La proposition de solutions de « rétrofit » a été abordée par François Juliat qui propose des solutions dans ce domaine, notamment pour les projecteurs 600SX à halogène. Cette solution consiste à fournir un bloc avec une source LED, de l’électronique et des connexions, permettant de mettre à niveau les projecteurs existants plutôt que de les remplacer intégralement. Cela a été présenté comme une alternative économique et écologique pour initier une transition vers la technologie LED.

Mutualisation et partage des équipements 

La discussion s’est étendue à la mutualisation des équipements. Il a été suggéré que partager des projecteurs LED entre plusieurs utilisateurs pourrait rendre leur utilisation plus rentable et répondre à certains critères écologiques.
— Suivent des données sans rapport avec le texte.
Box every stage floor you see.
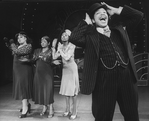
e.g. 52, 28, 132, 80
0, 83, 149, 121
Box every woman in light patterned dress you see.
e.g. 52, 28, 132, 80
53, 29, 80, 119
33, 36, 54, 118
10, 32, 33, 118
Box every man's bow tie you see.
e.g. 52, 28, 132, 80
103, 27, 111, 37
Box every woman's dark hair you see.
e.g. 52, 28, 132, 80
40, 35, 52, 48
41, 36, 51, 43
15, 31, 32, 44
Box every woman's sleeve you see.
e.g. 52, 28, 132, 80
60, 45, 75, 60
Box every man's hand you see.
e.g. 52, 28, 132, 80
52, 38, 57, 48
85, 13, 93, 25
101, 2, 123, 16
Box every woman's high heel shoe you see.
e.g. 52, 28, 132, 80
63, 112, 71, 116
40, 106, 48, 116
69, 114, 77, 120
48, 111, 54, 118
19, 110, 29, 118
20, 103, 31, 113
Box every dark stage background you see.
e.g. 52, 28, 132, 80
0, 0, 149, 86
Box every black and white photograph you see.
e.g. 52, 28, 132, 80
0, 0, 149, 121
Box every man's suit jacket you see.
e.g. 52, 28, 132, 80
70, 5, 143, 94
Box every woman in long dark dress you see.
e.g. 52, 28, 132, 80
10, 32, 33, 118
33, 36, 54, 117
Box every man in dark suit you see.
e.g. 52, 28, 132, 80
70, 2, 143, 121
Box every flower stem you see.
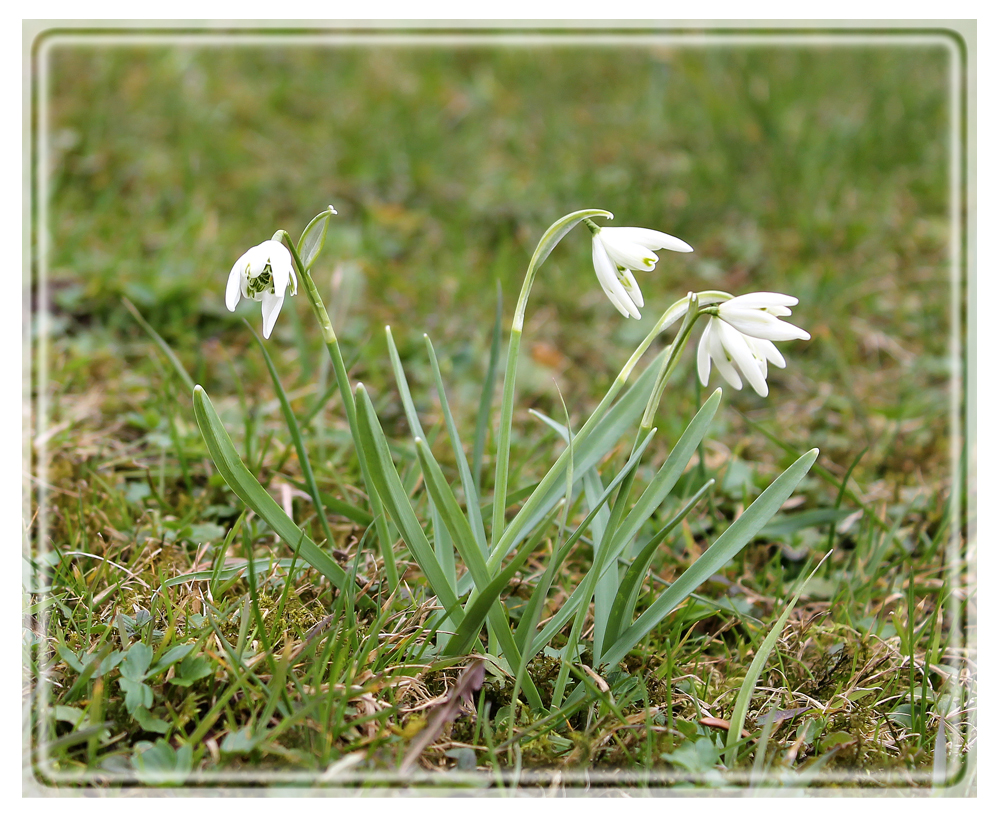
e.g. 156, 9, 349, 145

Des expériences de mutualisation à l’échelle départementale ont été mentionnées, soulignant la possibilité de maximiser l’utilisation des projecteurs et de réduire les coûts.

Question sur la sécurité et les normes 

Une question a été posée concernant la sécurité des projecteurs LED et la conformité aux normes. François Juliat a expliqué que les projecteurs sont conçus avec des mécanismes de sécurité pour prévenir les dommages en cas de surchauffe et qu’ils sont construits en suivant les spécifications des fabricants de LED.

Appel à la collaboration 

La question reste posée sur ce que l’on doit faire du parc lumière existant, fonctionnel et réparable et qui va être rapidement considéré comme un déchet. De même que l’interrogation face à la capacité des constructeurs à fournir l’ensemble du parc matériel français en un temps réduit. 

La discussion s’est conclue sur une note d’optimisme, avec un appel à la collaboration et à la curiosité. Une initiative appelée Mobivolt, portée par le collectif Sowatt a été présentée. Elle vise à créer un laboratoire R&D d’intérêt général, avec un focus sur l’analyse du cycle de vie des équipements, notamment des LED. Une invitation a été lancée à tous ceux et toutes celles intéressés à se joindre à cette démarche et en particulier à Réditec, pour des contributions à partir du mois de mars.

En outre, une mention a été faite d’une initiative lowtech (Lumière naturelle dans les boîtes noires) qui cherche à réinterroger les usages scéniques pour réduire l’impact environnemental, en plus de la transition technologique. 

Jean-Rémi Baudonne, président de Réditec a conclu en remerciant les participants et participantes ainsi que les intervenants pour la qualité des débats. Il a indiqué la création de commissions thématiques transversales nationales au sein de l’association, et dont la première sera dédiée à la transition écologique. 

Les participant.es ont été invité-es à contribuer à cette commission.

La session s’est clôturée sur l’idée d’activer tous les leviers possibles pour réussir la transition écologique, avec l’espoir de se retrouver dans deux ans.

Conclusions

La table ronde a permis d’explorer les aspects réglementaires, financiers et écologiques de la transition énergétique dans le spectacle vivant. Elle a mis en lumière les défis rencontrés par les fabricants, les implications de la réglementation et des solutions de financement novatrices mises en œuvre au niveau régional. La transition technologique dans le spectacle vivant nécessite une coordination et une harmonisation entre les usagers et les constructeurs pour assurer une mise en œuvre réussie et durable.

Réditec remercie chaleureusement Vincent Robert, David Irle, Franck Jeanneau, François Juliat, Yvan Godard, Nicolas Ahssaine et Zébulon Régie ainsi que les 170 participantes et participants pour leur contribution à cette table ronde.